Did anyone experience the same and knows the solution ?
Does that flag change much in the speed (assuming we run with single precision and multiple CPU’s) ?
Best regards,
Hi @Salur.Basbug,
With CMake, you should generally avoid modifying the CMake_<Lang>FLAGS
variables directly unless there’s no other way around it. In this case, setting the build type to Release or RelWithDebInfo will set the appropriate optimization flags
cmake .. \
-DBUILD_TYPE=RELEASE # -O3, most aggressive math optimizations but longest compile time
# or
-DBUILD_TYPE=RELWITHDEBINFO # -O2, good balance between compile time and run time optimization
-xHOST
is only valid for the Intel Fortran compiler. For GNU, look up -march
or -mtune
. I’ve used the Intel version myself, but I have not used the GNU version.
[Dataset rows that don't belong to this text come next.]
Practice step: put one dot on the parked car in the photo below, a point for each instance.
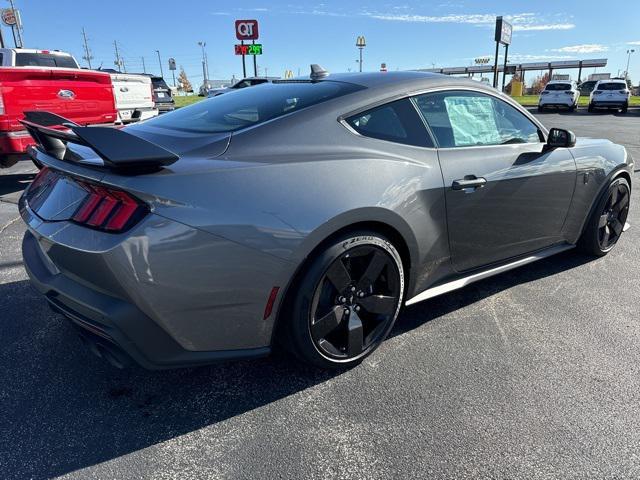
(134, 96)
(162, 96)
(244, 83)
(305, 212)
(559, 93)
(609, 94)
(586, 87)
(36, 79)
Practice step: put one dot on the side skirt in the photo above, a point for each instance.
(476, 276)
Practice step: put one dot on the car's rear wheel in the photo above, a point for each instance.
(607, 220)
(348, 301)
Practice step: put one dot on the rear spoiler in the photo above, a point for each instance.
(118, 149)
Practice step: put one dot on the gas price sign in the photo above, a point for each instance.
(249, 49)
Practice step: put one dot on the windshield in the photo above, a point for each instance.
(612, 86)
(558, 87)
(251, 106)
(44, 60)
That being said, if you are running FAST Farm on the machine where its compiled, the best instruction set available should already be chosen by the compiler. And if you’re running it on a different machine, be sure it supports at least the instruction set on the machine where you’re compiling. It’s also worth mentioning that if you’re running on a cluster, you should compile with that target instruction set (ideally its something like AVX), and compiling for xHOST will limit the performance of the executable.